A torrent of energetic particles appears to be spewing from the center of our Milky Way Galaxy, coming from the gigantic black hole that lies at its heart, according to a new study.
Such jets are common throughout the universe, and most supermassive black holes are thought to produce them. When matter falls into these behemoths, some material also is accelerated away, usually in two straight beams that fly out along the black hole’s spin axis.
The Milky Way’s giant black hole, called Sagittarius A* (pronounced “Sagittarius A-star”) has long been theorized to have jets, but evidence was inconclusive. Now researchers have combined x-ray photographs of the galaxy’s center from NASA’s Chandra space telescope with radio data from the Very Large Array (VLA) observatory in New Mexico to offer the best support yet for the idea of jets from Sagittarius A*. The x-ray photos show a wispy bright line of gas that is emitting x-ray light to one side of the black hole—perhaps indicating the jet itself—and the radio observations highlight a wall of gas that scientists think is a shock front created where the jet is slamming into a cloud, snow-plowing the gas into a clump.
In a paper accepted for publication in The Astrophysical Journal, Zhiyuan Li of Nanjing University in China, Mark Morris of the University of California, Los Angeles, and Frederick Baganoff of the Massachusetts Institute of Technology show these features share a “striking spatial relationship,” the researchers wrote. “There are many pieces of this story that fit nicely,” Morris says. “It’s not a slam dunk, but to my mind it’s stronger evidence than anyone has seen so far.”
The jet is so hard to find in part because it is relatively faint—the Milky Way’s black hole just is not eating enough to produce really robust jets, researchers say. Furthermore, the center of the galaxy is shrouded in so much gas and dust that nothing is easy to see there from our perspective on Earth. “There’s basically all the gunk between us and the galactic center, plus a big screen of plasma that is sort of like bathroom shower glass, serving to smear out images because of electron scattering,” says astronomer Sera Markoff of the University of Amsterdam, who was not involved in the new study. For example, scientists have detected a weak jet emanating from the black hole at the center of the nearby galaxy M81, but models suggest that if the same jet projected from the Milky Way’s core, we wouldn’t be able to see it. The new study supports the idea that jets may become visible only when they hit something. “Maybe the shock excites and accelerates particles in the jet,” causing the beam to light up, Markoff says.

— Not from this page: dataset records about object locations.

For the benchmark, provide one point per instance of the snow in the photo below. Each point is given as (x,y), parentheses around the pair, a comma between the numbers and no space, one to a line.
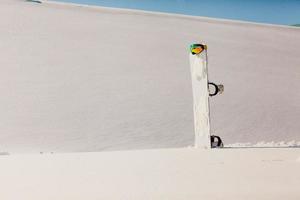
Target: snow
(226,174)
(78,78)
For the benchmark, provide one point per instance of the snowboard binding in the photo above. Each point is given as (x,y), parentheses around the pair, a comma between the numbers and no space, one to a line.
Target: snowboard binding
(197,48)
(218,89)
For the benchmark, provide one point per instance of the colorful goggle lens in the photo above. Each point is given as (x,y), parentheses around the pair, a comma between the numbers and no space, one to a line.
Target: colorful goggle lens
(197,48)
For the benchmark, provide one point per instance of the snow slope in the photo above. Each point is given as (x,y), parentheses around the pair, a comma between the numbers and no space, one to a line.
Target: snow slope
(77,78)
(260,174)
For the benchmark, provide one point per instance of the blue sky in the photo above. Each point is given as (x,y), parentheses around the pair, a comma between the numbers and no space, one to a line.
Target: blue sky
(284,12)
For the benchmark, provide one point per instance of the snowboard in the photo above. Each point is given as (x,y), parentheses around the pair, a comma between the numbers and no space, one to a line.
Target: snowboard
(199,74)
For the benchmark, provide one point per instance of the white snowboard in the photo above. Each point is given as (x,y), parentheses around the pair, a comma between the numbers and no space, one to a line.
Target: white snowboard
(198,63)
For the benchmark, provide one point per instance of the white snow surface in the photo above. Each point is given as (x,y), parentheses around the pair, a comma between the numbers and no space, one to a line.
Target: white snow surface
(177,174)
(82,78)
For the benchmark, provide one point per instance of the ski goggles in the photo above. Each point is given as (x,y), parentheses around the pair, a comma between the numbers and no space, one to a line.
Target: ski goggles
(197,48)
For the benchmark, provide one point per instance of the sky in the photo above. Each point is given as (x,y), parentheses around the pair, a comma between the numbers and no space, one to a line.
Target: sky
(284,12)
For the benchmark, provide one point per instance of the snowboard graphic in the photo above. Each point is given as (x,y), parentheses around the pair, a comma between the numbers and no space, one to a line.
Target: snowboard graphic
(199,72)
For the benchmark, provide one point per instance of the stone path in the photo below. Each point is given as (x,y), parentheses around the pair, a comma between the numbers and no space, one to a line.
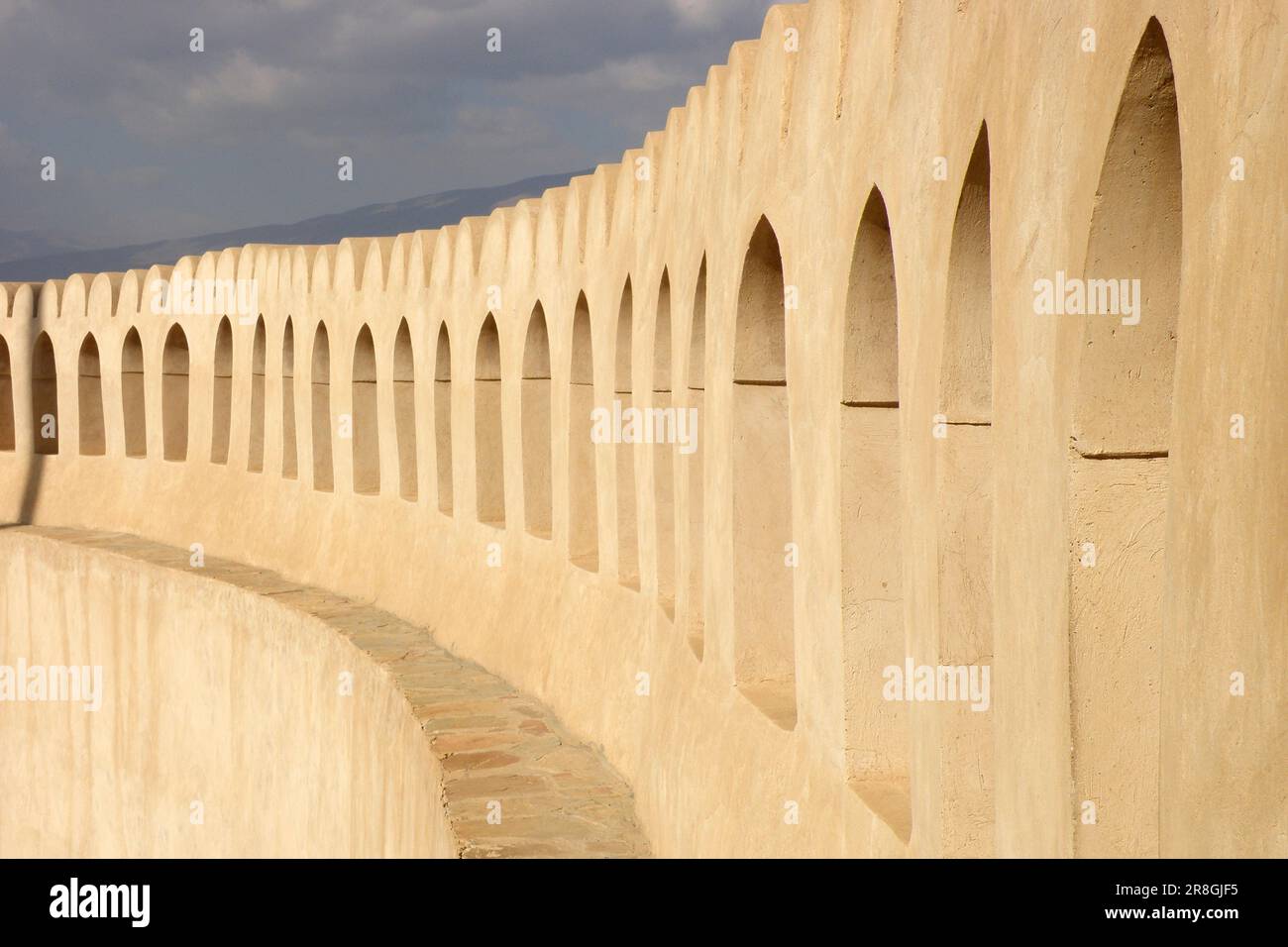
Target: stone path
(559,797)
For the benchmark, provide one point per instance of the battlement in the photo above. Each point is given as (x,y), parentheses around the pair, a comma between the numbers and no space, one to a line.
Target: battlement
(835,254)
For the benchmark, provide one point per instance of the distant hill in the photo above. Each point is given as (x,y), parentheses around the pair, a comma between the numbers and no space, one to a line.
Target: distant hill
(20,245)
(373,221)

Jets arise because the black hole is spinning. As matter falls into the black hole, the matter’s magnetic field gets twisted and amplified by the black hole’s spin, and this pumped-up magnetic field launches material outward in the form of jets. If the signals from Chandra and the VLA really are a jet, its direction would reveal the spin axis of the Sagittarius A* black hole. “Lo and behold, the spin axis appears to be the same as the galaxy,” Morris says. “That’s so satisfying, because that’s what you would expect if the black hole has never undergone a major disturbance.”
Some previous studies, however, suggested the jets pointed in a different direction. The new study is well thought out and “will be a benchmark against future claims of jet orientations,” says astronomer Heino Falcke of Radboud University Nijmegen in the Netherlands, who has also argued for a jet at the galactic center, and recently found that theoretical models favor one. “Is it a smoking gun now? Well, there is smoke, but until we find the bullet and the pistol, we can't really convict anyone for sure.”
An opportunity to test some of these ideas should arrive soon from a cloud of gas that is circling the drain of our central black hole. This cloud, called G2, has been on astronomers’ radar for awhile, and predictions vary about what its future holds. In the next couple of years most scientists think the strong gravitational tides near the black hole should rip the cloud to shreds, and some of these scraps should fall in, potentially causing the jet to flare brighter. “Everybody’s watching,” Morris says.